New act to change how busi­ness op­er­ates

Business Day - Business Law and Tax Review - - BUSINESS LAW & TAX REVIEW - AN­DREW DON­NELLY

THE new Com­pa­nies Act, which came into ef­fect on May 1, is set to change how busi­ness op­er­ates in the fu­ture in SA. One of the most sig­nif­i­cant changes is that the act caters for a process to res­cue com­pa­nies which are deemed to be in fi­nan­cial dis­tress.

These busi­ness res­cue pro­vi­sions have far-reach­ing con­se­quences, one of which is that while a com­pany is un­der busi­ness res­cue all le­gal pro­ceed­ings are sus­pended. This has ma­jor im­pli­ca­tions for cred­i­tors seek­ing ret­ri­bu­tion. These busi­ness res­cue pro­vi­sions were re­cently can­vassed in the North Gaut­eng High Court.

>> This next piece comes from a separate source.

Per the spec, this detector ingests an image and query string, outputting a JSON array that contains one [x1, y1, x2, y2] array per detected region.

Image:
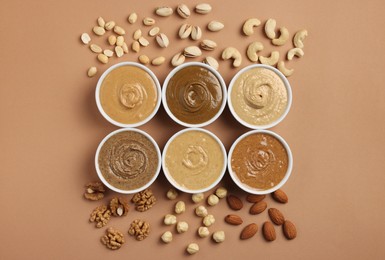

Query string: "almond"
[[262, 221, 277, 241], [241, 223, 258, 240], [268, 208, 285, 226], [227, 195, 243, 210], [225, 214, 243, 226], [250, 201, 267, 215], [246, 194, 266, 203], [282, 220, 297, 240], [271, 189, 289, 203]]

The case of Ri­aan An­ton Swart v Bea­gles Run In­vest­ments 25 (Pty) LTD and oth­ers is sig­nif­i­cant in that it is the first re­ported de­ci­sion which deals with the con­tro­ver­sial busi­ness res­cue pro­vi­sions. The ap­pli­cant herein launched an ur­gent ap­pli­ca­tion seek­ing to place the re­spon­dent, his com­pany, un­der su­per­vi­sion and that busi­ness res­cue pro­ceed­ings should be ini­ti­ated.

In his pa­pers the ap­pli­cant al­leged that the re­spon­dent was fi­nan­cially dis­tressed and un­able to meet its im­me­di­ate fi­nan­cial obli­ga­tions and un­less placed un­der su­per­vi­sion there would be no rea­son­able prospect of the com­pany pay­ing its debts.

The ap­pli­ca­tion was met with op­po­si­tion from in­ter­ven­ing cred­i­tors who ar­gued that the ap­pli­ca­tion for busi­ness res­cue was an abuse of process and sim­ply an at­tempt to try and take ad­van­tage of the busi­ness res­cue pro­vi­sions to avoid and post­pone pay­ment of the re­spon­dent’s debts.

The court em­pha­sised that the pur­pose of the busi­ness res­cue pro­vi­sions were to as­sist a fi­nan­cially dis­tressed com­pany by way of a busi­ness res­cue plan to max­imise the pos­si­bil­ity of not only con­tin­u­ing on a sol­vent ba­sis but also achieve a bet­ter re­turn for its cred­i­tors and share­hold­ers as op­posed to the com­pany be­ing liq­ui­dated.

The cru­cial is­sue which had to be de­ter­mined was whether there was a rea­son­able prospect of the re­spon­dent con­tin­u­ing busi­ness in sol­vent cir­cum­stances if busi­ness res­cue pro­ceed­ings were to be ini­ti­ated.

The court con­cluded that the re­spon­dent was hope­lessly in­sol­vent and that the ini­ti­a­tion of busi­ness res­cue pro­ceed­ings would not re­sult in cred­i­tors achiev­ing bet­ter div­i­dends. As a re­sult the court ques­tioned the bona fides of the ap­pli­cant in bring­ing the ap­pli­ca­tion.

The court em­pha­sised that where an ap­pli­ca­tion for busi­ness res­cue re­quires the in­ter­ests of the cred­i­tors to be weighed against that of the com­pany, the in­ter­ests of the cred­i­tors should pre­vail.

Hav­ing failed to show that the com­mence­ment of a busi­ness res­cue would place the cred­i­tors in a bet­ter po­si­tion than they would be in the event of the re­spon­dent be­ing wound up, the court dis­missed the ap­pli­ca­tion with costs.